# Week 4: Exercise Solutions - Unsupervised Learning Techniques

**Web and Social Network Analytics**

---

This notebook contains complete solutions for all exercises. **Try to solve them yourself first!**

## Setup

In [None]:
# Standard libraries
import pandas as pd
import numpy as np
from itertools import combinations

# Sentiment Analysis
from vaderSentiment.vaderSentiment import SentimentIntensityAnalyzer

# Machine Learning
from sklearn.cluster import KMeans
from scipy.spatial.distance import cosine

# Visualization
import matplotlib.pyplot as plt

print('All libraries imported successfully!')

---

## Exercise 1 Solution: Sentiment Analysis with VADER

In [None]:
# Step 1: Define the reviews
reviews = [
    "This product is absolutely AMAZING! Best purchase ever!!!",
    "Meh, it's okay. Nothing special.",
    "Terrible quality.
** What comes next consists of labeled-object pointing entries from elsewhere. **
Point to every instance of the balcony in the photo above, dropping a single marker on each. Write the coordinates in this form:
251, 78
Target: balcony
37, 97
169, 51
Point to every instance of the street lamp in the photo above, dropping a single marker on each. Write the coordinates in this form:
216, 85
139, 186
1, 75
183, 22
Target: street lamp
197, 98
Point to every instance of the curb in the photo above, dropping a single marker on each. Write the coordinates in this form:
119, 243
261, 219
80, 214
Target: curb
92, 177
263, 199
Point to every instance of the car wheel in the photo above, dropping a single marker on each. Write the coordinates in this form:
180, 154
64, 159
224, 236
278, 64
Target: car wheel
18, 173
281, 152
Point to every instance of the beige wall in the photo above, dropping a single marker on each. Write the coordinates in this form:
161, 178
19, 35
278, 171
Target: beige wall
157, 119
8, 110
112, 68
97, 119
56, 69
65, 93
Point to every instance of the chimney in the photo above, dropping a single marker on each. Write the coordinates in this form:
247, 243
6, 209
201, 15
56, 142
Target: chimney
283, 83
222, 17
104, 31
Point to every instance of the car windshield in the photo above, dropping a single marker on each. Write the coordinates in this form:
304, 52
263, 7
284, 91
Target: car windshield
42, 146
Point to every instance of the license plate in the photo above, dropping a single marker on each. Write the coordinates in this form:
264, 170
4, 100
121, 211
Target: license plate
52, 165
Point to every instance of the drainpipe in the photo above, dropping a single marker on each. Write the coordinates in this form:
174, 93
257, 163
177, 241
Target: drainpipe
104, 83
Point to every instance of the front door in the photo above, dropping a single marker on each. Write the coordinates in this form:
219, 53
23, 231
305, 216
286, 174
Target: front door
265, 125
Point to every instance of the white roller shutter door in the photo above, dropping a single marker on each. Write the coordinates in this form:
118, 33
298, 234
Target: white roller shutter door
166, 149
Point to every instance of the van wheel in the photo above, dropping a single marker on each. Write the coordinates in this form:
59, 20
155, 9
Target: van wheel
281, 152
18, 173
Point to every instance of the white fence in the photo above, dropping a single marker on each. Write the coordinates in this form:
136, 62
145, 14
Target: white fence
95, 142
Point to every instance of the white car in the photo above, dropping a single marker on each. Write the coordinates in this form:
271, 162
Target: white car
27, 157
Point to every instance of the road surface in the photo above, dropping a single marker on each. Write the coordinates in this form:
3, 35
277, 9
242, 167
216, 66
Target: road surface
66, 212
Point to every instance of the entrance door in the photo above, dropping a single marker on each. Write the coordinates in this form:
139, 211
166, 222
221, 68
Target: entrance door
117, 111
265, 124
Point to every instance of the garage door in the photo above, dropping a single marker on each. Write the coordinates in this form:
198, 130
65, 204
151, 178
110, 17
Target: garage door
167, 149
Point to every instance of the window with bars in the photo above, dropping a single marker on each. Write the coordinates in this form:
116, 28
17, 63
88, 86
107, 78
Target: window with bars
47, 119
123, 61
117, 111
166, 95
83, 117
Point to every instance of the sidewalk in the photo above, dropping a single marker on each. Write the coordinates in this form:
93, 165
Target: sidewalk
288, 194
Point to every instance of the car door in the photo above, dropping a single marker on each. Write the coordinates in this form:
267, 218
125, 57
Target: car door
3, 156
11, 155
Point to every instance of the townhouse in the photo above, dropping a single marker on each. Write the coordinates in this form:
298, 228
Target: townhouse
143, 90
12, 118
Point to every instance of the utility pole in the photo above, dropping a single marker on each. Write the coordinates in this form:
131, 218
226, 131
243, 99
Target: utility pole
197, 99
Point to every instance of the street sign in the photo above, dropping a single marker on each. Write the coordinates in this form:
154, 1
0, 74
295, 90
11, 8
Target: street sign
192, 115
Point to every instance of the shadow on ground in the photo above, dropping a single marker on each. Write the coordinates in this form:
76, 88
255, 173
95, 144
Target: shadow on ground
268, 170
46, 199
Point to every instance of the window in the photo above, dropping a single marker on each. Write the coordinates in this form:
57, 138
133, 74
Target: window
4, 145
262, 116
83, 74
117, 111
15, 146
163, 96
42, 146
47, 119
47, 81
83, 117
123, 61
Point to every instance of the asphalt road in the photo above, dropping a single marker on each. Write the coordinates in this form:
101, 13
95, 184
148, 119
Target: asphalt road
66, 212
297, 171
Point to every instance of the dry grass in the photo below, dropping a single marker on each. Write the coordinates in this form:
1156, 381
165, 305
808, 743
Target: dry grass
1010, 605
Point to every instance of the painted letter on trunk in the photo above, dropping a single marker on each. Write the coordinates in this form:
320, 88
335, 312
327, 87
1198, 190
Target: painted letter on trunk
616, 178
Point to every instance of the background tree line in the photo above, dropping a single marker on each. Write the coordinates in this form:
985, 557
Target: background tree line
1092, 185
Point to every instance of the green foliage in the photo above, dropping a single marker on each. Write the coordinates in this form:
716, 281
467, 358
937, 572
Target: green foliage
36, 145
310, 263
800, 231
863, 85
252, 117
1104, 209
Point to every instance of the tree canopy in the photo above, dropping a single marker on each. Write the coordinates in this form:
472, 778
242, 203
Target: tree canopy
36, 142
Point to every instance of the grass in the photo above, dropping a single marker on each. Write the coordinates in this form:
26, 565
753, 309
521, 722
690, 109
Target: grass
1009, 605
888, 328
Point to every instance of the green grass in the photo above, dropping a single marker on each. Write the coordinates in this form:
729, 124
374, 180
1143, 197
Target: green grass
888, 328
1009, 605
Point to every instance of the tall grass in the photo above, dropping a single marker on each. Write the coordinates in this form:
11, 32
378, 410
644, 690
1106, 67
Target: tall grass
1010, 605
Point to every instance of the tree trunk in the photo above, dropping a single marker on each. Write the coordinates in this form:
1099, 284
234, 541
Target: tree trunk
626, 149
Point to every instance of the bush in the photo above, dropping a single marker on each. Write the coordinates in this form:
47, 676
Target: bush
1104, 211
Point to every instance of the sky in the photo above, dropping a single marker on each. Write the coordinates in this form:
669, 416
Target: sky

Completely disappointed :(",
    "Pretty good value for the price, would recommend.",
    "DO NOT BUY! Worst experience of my life!!!"
]

# Step 2: Initialize VADER analyzer
analyzer = SentimentIntensityAnalyzer()

# Step 3: Define classification function
def classify_sentiment(compound):
    """Classify sentiment based on compound score.
    
    VADER recommends these thresholds:
    - Positive: compound > 0.05
    - Negative: compound < -0.05
    - Neutral: -0.05 <= compound <= 0.05
    """
    if compound > 0.05:
        return "Positive"
    elif compound < -0.05:
        return "Negative"
    else:
        return "Neutral"

# Step 4: Analyze each review
print("Sentiment Analysis Results")
print("-" * 70)
print(f"{'Review':<45} {'Compound':>10} {'Class':>12}")
print("-" * 70)

pos_count, neu_count, neg_count = 0, 0, 0

for review in reviews:
    # Get VADER scores
    scores = analyzer.polarity_scores(review)
    compound = scores['compound']
    
    # Classify
    classification = classify_sentiment(compound)
    
    # Count
    if classification == "Positive":
        pos_count += 1
    elif classification == "Negative":
        neg_count += 1
    else:
        neu_count += 1
    
    # Truncate long reviews for display
    display = review[:42] + "..." if len(review) > 45 else review
    print(f"{display:<45} {compound:>10.3f} {classification:>12}")

# Step 5: Print summary
print("-" * 70)
print(f"\nSummary: {pos_count} Positive, {neu_count} Neutral, {neg_count} Negative")

**Key Insights**:
- VADER correctly identifies strong positive ("AMAZING") and negative ("Terrible", "Worst") reviews
- Capitalization and punctuation (!!!) amplify sentiment scores
- Emoticons like `:(`  are recognized as negative

---

## Exercise 2 Solution: Jaccard Similarity Calculation

In [None]:
# Step 1: Define user purchases
users = {
    'Alice': {'iPhone', 'AirPods', 'MacBook', 'iPad'},
    'Bob': {'iPhone', 'AirPods', 'Galaxy Watch'},
    'Carol': {'MacBook', 'iPad', 'iMac'},
    'Dave': {'iPhone', 'AirPods', 'MacBook', 'iPad', 'iMac'}
}

# Step 2: Implement Jaccard similarity function
def jaccard_similarity(set1, set2):
    """Calculate Jaccard similarity between two sets.
    
    Formula: J(A,B) = |A ∩ B| / |A ∪ B|
    
    Returns a value between 0 (no overlap) and 1 (identical sets).
    """
    intersection = len(set1 & set2)  # & is set intersection
    union = len(set1 | set2)         # | is set union
    return intersection / union if union > 0 else 0

# Step 3: Calculate similarity for all pairs
print("Jaccard Similarities:")
print("-" * 50)
print(f"{'Pair':<20} {'Intersection':<15} {'Union':<10} {'Jaccard':>8}")
print("-" * 50)

similarities = {}
user_names = list(users.keys())

for user1, user2 in combinations(user_names, 2):
    set1, set2 = users[user1], users[user2]
    intersection = set1 & set2
    union = set1 | set2
    sim = jaccard_similarity(set1, set2)
    similarities[(user1, user2)] = sim
    
    print(f"{user1}-{user2:<14} {str(intersection):<15} {len(union):<10} {sim:>8.3f}")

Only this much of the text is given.